Local Historic Landmarks


Maximo Beach Archaeological Site
Maximo Park
HPC #91-05, Designated January 1992

The Maximo Beach archaeological site is one of the few large shell middens remaining in St. Petersburg. The site was occupied during the Paleo-Indian through the Spanish Contact periods, roughly 12,000 BP (Before Present) to 1528 AD. The Maximo Beach site consists of large shell midden deposits that date from the late Archaic through the Spanish Contact period. Artifacts dating to the Paleo-Indian and Early Archaic periods (10,000-5,000 BP) have also been found along the beach and in the offshore mudflats by collectors. These Paleo-Indian sites have become inundated by rising sea levels over the past 8,000 years and presently lie beneath the water of Boca Ciega Bay. During its later occupation in the Safety Harbor Period (AD 1000 to 1500) this site was probably related to the larger and extremely significant mound and midden temple complex at Maximo Point. Most of the known archaeological sites in the Central peninsula gulf coast region occur at points where streams enter the Gulf of Mexico. There, the- Indians could take advantage of several ecological niches within a short distance. Although agriculture may have been practiced, fish, shellfish and upland game were the major items of subsistence. It should be noted that it is certain that after glacial times the rise of the relative level of the gulf has drowned many sites, which now lie offshore.

Sherds (fragments) of Spanish olive jars (majolica) have also been found by collectors along Maximo Beach. These sherds are probably from the mid-nineteenth century homestead of Antonio Maximo Hernandez, reputedly the first white settler on the Peninsula. Maximo was a fisherman, businessman, guide, landowner and fishing guide for soldiers at Fort Brooke near the mouth of the Hillsborough River. He also took soldiers to Egmont Key in search of turtle eggs and aided the Army during the Second Seminole War. For this service he was reportedly given a land grant at Frenchman's Creek in 1842 after he provided assistance to Robert E. Lee when he and his troops came through the area looking for Seminole Indians. Lee took on Maximo as his scout and was led up the Caloosahatchee River, an effort leading to Lee’s commendation of Maximo to the War Department. Maximo originally was to be assigned 160 acres as a land grant under the Armed Occupation Act, which stipulated settlers would be granted 160 acres if they built habitable homes, cleared at least five acre of land, planted crops and agreed to bear arms against the Indians.
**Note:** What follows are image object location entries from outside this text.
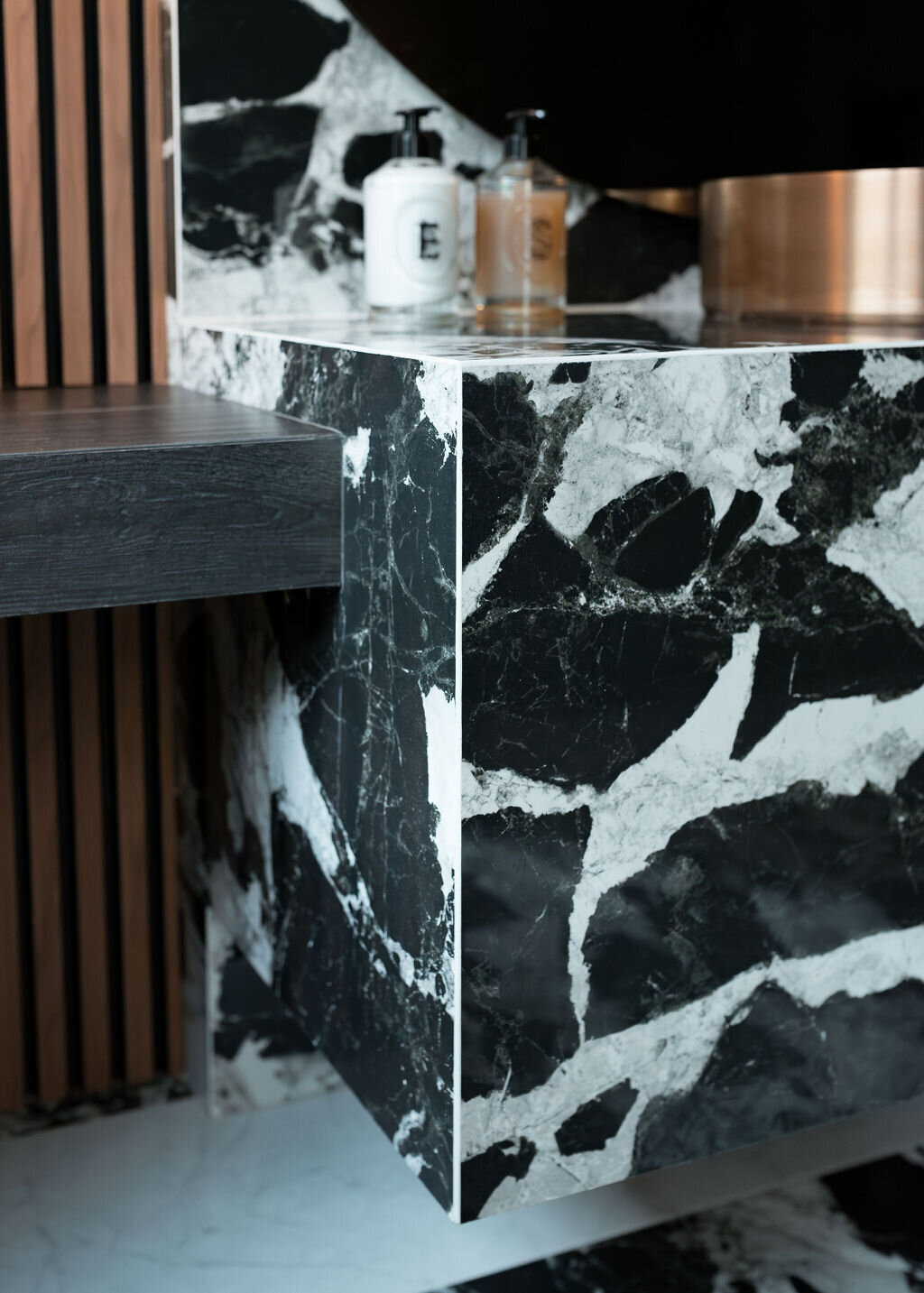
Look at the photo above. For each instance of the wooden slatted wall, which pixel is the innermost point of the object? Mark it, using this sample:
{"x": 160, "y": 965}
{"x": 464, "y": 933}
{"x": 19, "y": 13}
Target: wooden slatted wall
{"x": 89, "y": 947}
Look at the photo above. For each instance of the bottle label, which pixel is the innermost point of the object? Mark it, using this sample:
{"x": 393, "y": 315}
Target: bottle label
{"x": 534, "y": 236}
{"x": 427, "y": 241}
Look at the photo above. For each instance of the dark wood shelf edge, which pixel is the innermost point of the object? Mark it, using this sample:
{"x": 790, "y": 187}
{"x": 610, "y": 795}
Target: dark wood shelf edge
{"x": 131, "y": 495}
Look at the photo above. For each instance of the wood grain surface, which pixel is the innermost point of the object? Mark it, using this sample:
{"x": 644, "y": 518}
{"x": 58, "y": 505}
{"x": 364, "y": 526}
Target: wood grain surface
{"x": 118, "y": 196}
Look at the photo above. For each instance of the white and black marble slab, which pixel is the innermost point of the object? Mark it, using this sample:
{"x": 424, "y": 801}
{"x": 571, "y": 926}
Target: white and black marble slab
{"x": 583, "y": 827}
{"x": 284, "y": 107}
{"x": 857, "y": 1231}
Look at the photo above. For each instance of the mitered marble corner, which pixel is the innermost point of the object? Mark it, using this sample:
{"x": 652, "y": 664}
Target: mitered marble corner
{"x": 594, "y": 802}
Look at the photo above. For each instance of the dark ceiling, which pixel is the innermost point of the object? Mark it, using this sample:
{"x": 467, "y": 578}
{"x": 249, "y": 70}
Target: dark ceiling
{"x": 666, "y": 93}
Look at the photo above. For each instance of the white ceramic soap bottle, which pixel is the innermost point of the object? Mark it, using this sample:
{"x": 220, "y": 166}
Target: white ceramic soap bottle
{"x": 411, "y": 229}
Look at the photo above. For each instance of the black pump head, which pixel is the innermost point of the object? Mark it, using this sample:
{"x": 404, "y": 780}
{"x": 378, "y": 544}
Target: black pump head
{"x": 523, "y": 134}
{"x": 406, "y": 143}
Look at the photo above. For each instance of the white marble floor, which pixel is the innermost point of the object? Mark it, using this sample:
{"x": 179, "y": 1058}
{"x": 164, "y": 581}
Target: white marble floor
{"x": 311, "y": 1199}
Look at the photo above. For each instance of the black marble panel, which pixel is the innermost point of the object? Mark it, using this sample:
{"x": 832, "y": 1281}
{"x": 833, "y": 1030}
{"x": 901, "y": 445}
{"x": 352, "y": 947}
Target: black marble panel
{"x": 329, "y": 695}
{"x": 725, "y": 633}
Maximo was the owner of a "fish rancho" on the lower end of Pinellas Point (then called Punta Pinal) and a supplier for the Cuban fish market, an occupation wiped out in the 1848 hurricane and thereby causing him to return to his native Havana, where he died. The original fish rancho remained in the hands of Maximo's widow, Dominga Gomez, until she sold it in the 1880s. Dominga later married a Frenchman who lent his nationality to the naming of Frenchman's Creek, on which the original Maximo land grant was sited. The land was eventually sold for unpaid taxes and became City property. A marker is located on the Eckerd College property to commemorate the first homestead in Pinellas County, although an 1840s plat map clearly shows Hernandez's homestead in Section 10, within the park boundaries. Thus the exact location of the original buildings may never be known.